Think Hithcock’s ‘The Birds’ (1963) crossed with Stephen King’s ‘Carrie’ (1974) that’s been dunked in a bubbling vat of dark fantasy.  There’s a good sprinkling of supernatural horror across the breadth of the tale – but the main driving force is undoubtedly with the character-driven threads.  Singer has a (somewhat brief) romance with a local hottie named Jamie which alters the whole equation.  Throw in the surprise change in side when Eddie Grinder (what a cracking surname) decides that a future by Bottinelli’s side might not be such a great career move, along with a bad influence of an uncle making an already rotten fruit even more disagreeable, and you’ve got plenty to keep the reader’s interest up.

However, it’s the surprising direction in which Goldman takes the tale and his characters that really makes the novel work so well.  Goldman never takes the story fully down the path you think it’s going to go.  Time and again he’ll lull you into thinking you’ve got the story sussed, only to knock you for six with an unlikely twist down a more devastating path.

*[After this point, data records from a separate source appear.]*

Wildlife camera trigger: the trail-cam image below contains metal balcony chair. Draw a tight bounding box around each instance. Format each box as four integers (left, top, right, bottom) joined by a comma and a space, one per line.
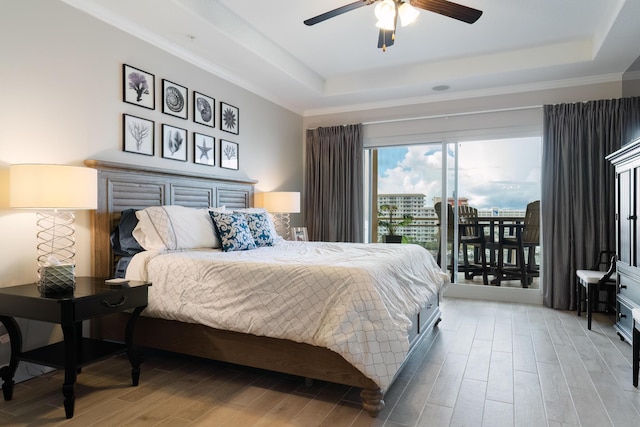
434, 202, 489, 285
489, 200, 540, 288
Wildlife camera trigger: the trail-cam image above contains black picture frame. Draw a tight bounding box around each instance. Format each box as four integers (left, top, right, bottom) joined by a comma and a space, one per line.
122, 114, 155, 156
122, 64, 156, 110
291, 227, 309, 242
193, 132, 216, 166
220, 139, 240, 170
220, 102, 240, 135
162, 124, 187, 162
162, 79, 189, 120
193, 90, 216, 128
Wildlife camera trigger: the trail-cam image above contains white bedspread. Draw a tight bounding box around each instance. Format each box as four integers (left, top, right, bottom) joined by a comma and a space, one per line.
127, 241, 448, 390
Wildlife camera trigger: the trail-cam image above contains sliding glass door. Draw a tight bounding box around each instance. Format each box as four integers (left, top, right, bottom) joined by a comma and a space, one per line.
367, 136, 541, 298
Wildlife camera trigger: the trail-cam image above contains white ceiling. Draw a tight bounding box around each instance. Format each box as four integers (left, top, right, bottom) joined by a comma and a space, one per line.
62, 0, 640, 115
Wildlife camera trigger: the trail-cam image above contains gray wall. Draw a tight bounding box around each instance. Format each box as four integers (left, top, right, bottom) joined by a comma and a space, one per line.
0, 0, 302, 373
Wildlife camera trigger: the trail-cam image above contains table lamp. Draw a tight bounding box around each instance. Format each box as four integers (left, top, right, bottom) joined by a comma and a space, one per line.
262, 191, 300, 240
9, 164, 98, 290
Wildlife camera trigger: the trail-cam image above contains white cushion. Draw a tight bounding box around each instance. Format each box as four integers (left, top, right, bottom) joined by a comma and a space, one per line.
133, 205, 224, 251
576, 270, 607, 284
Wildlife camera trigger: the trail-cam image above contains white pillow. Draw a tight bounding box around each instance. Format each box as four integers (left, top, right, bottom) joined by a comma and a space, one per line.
233, 208, 284, 241
133, 205, 224, 251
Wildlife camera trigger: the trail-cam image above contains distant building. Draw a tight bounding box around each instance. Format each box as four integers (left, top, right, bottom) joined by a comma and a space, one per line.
378, 193, 526, 242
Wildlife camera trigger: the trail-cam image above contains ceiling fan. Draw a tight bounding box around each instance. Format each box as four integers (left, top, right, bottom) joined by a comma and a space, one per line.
304, 0, 482, 52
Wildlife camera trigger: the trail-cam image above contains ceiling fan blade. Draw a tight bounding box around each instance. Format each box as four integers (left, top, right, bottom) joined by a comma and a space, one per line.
304, 0, 372, 26
378, 29, 395, 49
409, 0, 482, 24
378, 13, 398, 52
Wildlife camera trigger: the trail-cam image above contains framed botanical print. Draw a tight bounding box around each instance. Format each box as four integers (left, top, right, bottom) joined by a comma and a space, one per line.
122, 64, 156, 110
162, 124, 187, 162
193, 132, 216, 166
122, 114, 155, 156
291, 227, 309, 242
220, 102, 240, 135
193, 91, 216, 127
220, 139, 240, 170
162, 79, 188, 120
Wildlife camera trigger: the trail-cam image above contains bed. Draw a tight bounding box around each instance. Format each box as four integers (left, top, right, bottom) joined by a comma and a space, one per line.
85, 160, 446, 416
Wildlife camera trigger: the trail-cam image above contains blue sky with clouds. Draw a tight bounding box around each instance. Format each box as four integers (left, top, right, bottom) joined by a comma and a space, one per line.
378, 137, 542, 209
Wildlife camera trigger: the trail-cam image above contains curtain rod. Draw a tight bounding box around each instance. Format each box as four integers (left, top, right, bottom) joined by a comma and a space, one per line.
362, 105, 542, 125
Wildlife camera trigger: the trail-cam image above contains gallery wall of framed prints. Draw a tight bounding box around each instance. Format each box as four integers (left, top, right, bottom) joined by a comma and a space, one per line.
122, 64, 240, 170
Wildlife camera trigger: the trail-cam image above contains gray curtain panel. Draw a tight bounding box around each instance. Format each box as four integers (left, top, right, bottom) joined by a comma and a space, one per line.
541, 97, 640, 310
303, 124, 364, 242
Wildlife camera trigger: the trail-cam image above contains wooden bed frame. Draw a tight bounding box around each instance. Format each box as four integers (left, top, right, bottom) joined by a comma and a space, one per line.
85, 160, 440, 417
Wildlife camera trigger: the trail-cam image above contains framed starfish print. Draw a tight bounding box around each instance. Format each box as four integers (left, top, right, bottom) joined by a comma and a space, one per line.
220, 102, 240, 135
193, 132, 216, 166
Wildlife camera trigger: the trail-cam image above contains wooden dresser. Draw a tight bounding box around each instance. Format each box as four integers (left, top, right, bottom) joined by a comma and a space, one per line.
607, 138, 640, 343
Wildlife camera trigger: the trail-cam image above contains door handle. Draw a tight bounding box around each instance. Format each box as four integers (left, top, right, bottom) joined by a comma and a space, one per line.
102, 295, 127, 308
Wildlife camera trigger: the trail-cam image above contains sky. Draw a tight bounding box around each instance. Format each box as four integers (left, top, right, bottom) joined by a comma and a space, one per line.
378, 137, 542, 209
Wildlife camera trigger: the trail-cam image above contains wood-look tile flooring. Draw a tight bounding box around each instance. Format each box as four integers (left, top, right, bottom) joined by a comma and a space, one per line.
0, 299, 640, 427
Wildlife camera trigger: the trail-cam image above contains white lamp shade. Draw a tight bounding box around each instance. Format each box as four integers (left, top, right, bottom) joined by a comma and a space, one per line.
262, 191, 300, 213
9, 164, 98, 210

‘Of A Feather’ is a deeply entertaining and compelling read.  There are plenty of character born twists and turns keeping the tale rich with interest and unpredictability.  The character of Socrates Singer throws in a classic coming-of-age backstory that successfully keeps the reader emotionally invested.  And then, almost from out of the blue, Goldman brings his tale to a close with an ending that you’ll either love or absolutely hate.  Yeah – it’s one of those that will no doubt divide the audience.  For me it works, but I can completely see why others wouldn’t feel the same.  But then that seems to be Goldman all over.  If you could predict where he was going to take his tales, then they’d lose so much of their appeal.

The novel runs for a total of 397 pages.